Kameron Hurley’s “It’s Always Been Awful Under the Boot: On the Fatigue of Everyday Horror,” also taught me a piece of black history that I didn’t know: the Tulsa massacre (more commonly, but no more accurately, frequently referred to as the “Tulsa race riot”) of 1921, in which a mob of angry white people burned a neighborhood of Tulsa to the ground:
More than 800 people were admitted to local hospitals and police arrested and detained more than 6,000 people. The riots left 10,000 homeless and destroyed 35 city blocks. Up to 300 people died during those 16 hours. … It was not until 1996 that the state even bothered to commission a proper history (.pdf) of the event that would be available to everyone, instead of relying on a spoken oral history maintained by survivors who were now dying.

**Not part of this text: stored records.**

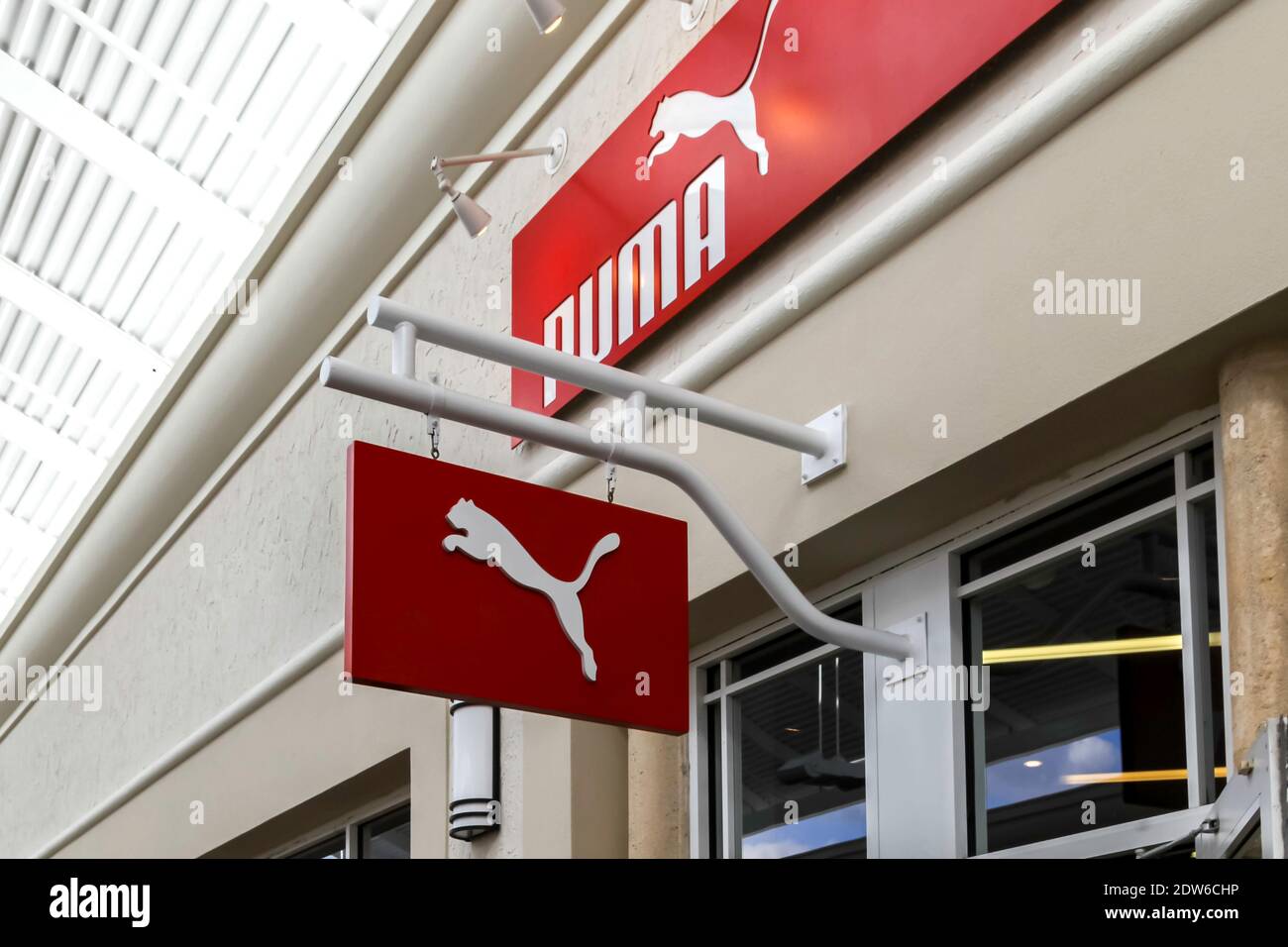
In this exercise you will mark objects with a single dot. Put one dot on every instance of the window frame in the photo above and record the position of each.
(725, 694)
(1199, 741)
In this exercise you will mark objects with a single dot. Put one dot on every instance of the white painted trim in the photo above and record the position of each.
(1109, 840)
(239, 710)
(48, 446)
(334, 25)
(1146, 40)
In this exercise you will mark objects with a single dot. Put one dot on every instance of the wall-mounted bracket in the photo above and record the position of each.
(403, 390)
(832, 425)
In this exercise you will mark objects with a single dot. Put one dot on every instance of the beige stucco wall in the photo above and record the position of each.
(1140, 188)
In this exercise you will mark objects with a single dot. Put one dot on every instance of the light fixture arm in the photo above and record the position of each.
(438, 162)
(480, 412)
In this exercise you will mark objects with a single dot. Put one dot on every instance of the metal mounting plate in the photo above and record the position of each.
(832, 423)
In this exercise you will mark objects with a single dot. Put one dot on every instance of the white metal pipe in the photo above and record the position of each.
(404, 351)
(566, 436)
(454, 334)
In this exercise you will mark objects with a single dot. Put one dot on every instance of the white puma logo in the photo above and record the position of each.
(694, 114)
(483, 538)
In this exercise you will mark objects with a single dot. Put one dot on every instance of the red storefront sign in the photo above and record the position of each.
(772, 108)
(465, 583)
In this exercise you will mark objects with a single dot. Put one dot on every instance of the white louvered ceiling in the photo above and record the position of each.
(145, 146)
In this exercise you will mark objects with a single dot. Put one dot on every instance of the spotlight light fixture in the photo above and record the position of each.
(468, 211)
(548, 14)
(691, 13)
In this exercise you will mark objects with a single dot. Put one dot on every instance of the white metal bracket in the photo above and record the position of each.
(402, 389)
(832, 425)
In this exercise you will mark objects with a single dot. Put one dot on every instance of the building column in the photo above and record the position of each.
(658, 796)
(1254, 444)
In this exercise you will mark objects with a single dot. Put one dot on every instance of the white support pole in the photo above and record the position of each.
(502, 419)
(385, 313)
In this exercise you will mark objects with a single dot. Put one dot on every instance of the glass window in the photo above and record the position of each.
(800, 744)
(797, 751)
(1086, 724)
(387, 836)
(1122, 499)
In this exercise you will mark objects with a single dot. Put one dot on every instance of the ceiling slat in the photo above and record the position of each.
(123, 158)
(48, 446)
(167, 81)
(335, 25)
(80, 324)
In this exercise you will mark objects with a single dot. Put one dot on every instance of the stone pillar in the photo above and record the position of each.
(658, 795)
(1254, 442)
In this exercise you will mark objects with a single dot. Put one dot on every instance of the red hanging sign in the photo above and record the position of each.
(465, 583)
(772, 108)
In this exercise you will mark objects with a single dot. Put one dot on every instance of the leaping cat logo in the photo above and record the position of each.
(483, 538)
(694, 114)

Wikipedia also informs me that the 1996 report ” included the commission’s recommendations for some compensatory actions, most of which were not implemented by the state and city governments.” The names of the dead may be memorialized somewhere; a few, but no list, can be found in the deeply chilling official report.
Here’s the part of Hurley’s conclusion that sticks with me:
And this is what gets me with folks who are fatigued with the shit, and I get it, I do, I get fatigued and I have to take a fucking break too, but I don’t want people to shut up, I don’t want to close my eyes, because whether or not I heard about it Tulsa still happened. And I cannot sit on my hands and cheer for Katniss burning down the Capital and the folks walking away from Omelas and then say, “Shit, could the rest of you just shut up about your problems because it sure makes me uncomfortable.”
It should make me uncomfortable. It should get me to question everything I’ve been taught. It should rouse me to take action, to not be silent, to amplify voices, to, above all, help ensure we do not erase this shit.
Black lives matter.
Thanks to supergee for the pointer to Hurley’s essay.